Quando l'ho saputo pensavo che sarebbe finito tutto.
Quando l'ho saputo pensavo che nulla sarebbe stato come prima.
In parte fu cosi, in parte no.
Il giorno che entrai in quella stanza ero agitata, mi sudavano le mani e il respiro mi si spezzava, era tutto così strano. Mi guardavo intorno e tutto sembrava diverso, come se proprio quella giornata fosse differente dalle altre per tutti e non solo per me. La stanza era tutta bianca, e all'interno c'era solo una scrivania e 3 sedie, si sentiva uno strano odore e non capivo se era solo una sensazione o se fosse la realtà, ad un certo punto entrò "il capo" (cosi lo chiamavo io) e si sedette davanti a me e mia mamma e con una faccia seria mi guardò e l'unica cosa che seppe dire fu "sei pronta?". Era strano, ma sembrava che sapesse già che io ero a conoscenza di quello che mi aspettava, cosi lo guardai dritto negli occhi e con uno sguardo freddo come il ghiaccio risposi "si".

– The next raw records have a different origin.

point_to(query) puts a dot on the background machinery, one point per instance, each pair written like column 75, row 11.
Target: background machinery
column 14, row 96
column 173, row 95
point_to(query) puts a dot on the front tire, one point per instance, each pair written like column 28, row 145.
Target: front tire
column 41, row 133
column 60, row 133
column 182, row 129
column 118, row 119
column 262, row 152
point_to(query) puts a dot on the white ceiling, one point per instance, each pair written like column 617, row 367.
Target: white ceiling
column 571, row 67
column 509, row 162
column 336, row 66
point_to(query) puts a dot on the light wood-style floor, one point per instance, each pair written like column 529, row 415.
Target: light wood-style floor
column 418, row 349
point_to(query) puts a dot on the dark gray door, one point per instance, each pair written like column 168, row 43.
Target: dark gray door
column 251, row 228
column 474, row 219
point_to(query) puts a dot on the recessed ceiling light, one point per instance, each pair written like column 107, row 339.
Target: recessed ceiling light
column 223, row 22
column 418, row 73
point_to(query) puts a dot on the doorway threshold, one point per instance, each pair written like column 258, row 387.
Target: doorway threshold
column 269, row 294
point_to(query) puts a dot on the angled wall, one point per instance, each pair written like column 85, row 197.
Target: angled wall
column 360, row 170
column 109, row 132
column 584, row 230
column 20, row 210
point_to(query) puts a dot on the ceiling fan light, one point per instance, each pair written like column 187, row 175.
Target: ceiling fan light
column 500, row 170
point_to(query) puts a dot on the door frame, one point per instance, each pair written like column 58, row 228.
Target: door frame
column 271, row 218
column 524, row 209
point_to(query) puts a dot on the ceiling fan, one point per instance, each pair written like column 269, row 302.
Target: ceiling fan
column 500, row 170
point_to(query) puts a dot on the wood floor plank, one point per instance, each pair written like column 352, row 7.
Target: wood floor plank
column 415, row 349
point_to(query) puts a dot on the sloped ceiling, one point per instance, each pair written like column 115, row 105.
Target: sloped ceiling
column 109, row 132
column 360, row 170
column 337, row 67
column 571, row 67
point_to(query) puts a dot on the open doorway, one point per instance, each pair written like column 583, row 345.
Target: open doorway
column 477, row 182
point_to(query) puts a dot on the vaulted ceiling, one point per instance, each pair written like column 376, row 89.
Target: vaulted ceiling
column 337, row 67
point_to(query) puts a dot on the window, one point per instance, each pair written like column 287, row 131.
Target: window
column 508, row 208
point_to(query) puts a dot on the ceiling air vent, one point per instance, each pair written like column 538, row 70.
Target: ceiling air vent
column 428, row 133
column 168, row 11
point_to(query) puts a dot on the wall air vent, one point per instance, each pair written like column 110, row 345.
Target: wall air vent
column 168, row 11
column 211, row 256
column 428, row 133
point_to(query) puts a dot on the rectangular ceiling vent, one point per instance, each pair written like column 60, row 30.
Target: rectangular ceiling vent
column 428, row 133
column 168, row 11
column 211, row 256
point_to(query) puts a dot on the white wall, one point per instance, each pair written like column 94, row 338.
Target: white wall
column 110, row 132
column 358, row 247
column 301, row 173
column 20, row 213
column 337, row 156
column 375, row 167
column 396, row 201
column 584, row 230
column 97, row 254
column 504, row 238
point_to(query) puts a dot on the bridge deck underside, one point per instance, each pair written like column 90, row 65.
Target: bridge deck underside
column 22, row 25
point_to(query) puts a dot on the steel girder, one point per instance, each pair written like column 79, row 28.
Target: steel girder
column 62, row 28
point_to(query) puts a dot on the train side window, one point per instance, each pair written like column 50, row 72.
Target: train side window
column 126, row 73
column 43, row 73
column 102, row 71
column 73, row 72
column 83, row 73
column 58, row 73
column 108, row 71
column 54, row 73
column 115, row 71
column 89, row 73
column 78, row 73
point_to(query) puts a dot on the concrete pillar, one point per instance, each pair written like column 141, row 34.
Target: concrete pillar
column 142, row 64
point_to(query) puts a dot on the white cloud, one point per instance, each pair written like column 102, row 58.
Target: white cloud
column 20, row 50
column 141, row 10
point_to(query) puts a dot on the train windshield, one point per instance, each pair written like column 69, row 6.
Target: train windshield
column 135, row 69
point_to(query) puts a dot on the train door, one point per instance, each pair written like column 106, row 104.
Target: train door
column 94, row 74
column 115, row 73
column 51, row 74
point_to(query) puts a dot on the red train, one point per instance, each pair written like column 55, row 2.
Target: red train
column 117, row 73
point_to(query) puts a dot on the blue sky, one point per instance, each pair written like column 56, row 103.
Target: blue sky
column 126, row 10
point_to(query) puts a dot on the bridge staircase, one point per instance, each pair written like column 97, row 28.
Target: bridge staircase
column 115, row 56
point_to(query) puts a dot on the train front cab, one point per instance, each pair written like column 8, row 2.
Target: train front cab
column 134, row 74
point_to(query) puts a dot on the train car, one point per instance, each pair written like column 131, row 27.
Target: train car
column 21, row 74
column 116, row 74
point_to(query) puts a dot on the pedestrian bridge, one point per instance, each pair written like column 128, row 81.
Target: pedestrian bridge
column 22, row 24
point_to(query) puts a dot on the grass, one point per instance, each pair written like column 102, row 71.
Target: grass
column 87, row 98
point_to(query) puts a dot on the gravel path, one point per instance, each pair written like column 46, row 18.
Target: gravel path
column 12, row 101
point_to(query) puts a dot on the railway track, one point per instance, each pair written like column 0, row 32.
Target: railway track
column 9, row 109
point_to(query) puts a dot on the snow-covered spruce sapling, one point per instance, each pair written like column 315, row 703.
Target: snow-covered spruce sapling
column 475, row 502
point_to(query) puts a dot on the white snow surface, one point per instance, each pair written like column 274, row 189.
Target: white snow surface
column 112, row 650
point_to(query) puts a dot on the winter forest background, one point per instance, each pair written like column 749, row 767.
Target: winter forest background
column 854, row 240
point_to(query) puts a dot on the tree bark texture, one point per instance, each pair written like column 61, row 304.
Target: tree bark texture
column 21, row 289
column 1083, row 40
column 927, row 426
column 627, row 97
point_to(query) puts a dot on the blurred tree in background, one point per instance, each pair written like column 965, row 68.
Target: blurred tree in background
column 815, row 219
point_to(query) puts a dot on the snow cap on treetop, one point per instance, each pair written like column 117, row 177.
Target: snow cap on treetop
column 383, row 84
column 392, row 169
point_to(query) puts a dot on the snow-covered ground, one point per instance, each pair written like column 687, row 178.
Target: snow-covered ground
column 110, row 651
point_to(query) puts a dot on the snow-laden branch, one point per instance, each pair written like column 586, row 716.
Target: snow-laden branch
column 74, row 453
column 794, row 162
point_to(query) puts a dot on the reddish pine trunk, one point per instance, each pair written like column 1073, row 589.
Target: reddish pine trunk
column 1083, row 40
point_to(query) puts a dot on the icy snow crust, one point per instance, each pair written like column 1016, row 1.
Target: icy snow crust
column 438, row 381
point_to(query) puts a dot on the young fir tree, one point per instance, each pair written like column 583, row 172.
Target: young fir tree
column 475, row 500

Il giorno dopo avevo la valigia pronta e senza indugiare entrai nella mia nuova "tana", sistemai tutti i vestiti in quello che sarebbe diventato il mio armadio e poi mi sdraiai sul letto, fu in quel momento che il telefono iniziò a tremare.. era lei. La mia migliore amica, mi stava cercando. Erano 2 giorni che non andavo a scuola, non rispondevo alle chiamate e ai messaggi e avevo detto sia ad Emanuele che alla mia famiglia di non far sapere niente. Ci dovevo pensare io, ma non in quel momento, li in quel letto e in quella stanza dovevo rendermi conto del fatto che tutto ora sarebbe stato completamente diverso. Tutto.
Passarono i giorni, le notti e le ore ed io ero li. In quella stanza. In quel letto. E ancora non mi riuscivo a capacitare di tutto quello che stava per succedere e di quello che stavo vivendo. Una mattina, mi alzai, mi vestii e mi feci fare un permesso per uscire per 7 ore. Il primo posto dove andai fu la piscina. Si, io nuotavo. Non ero un granché sia chiaro, ma facevo quello che potevo; entrai e iniziai a nuotare come se fosse la mia ultima volta. Una sorta di addio a tutto e si, anche, una sorta di vaffanculo a tutto quanto. Quando finii, non mi girai a guardarmi dietro ma, guardai avanti orgogliosa e speranzosa di poter tornare un giorno.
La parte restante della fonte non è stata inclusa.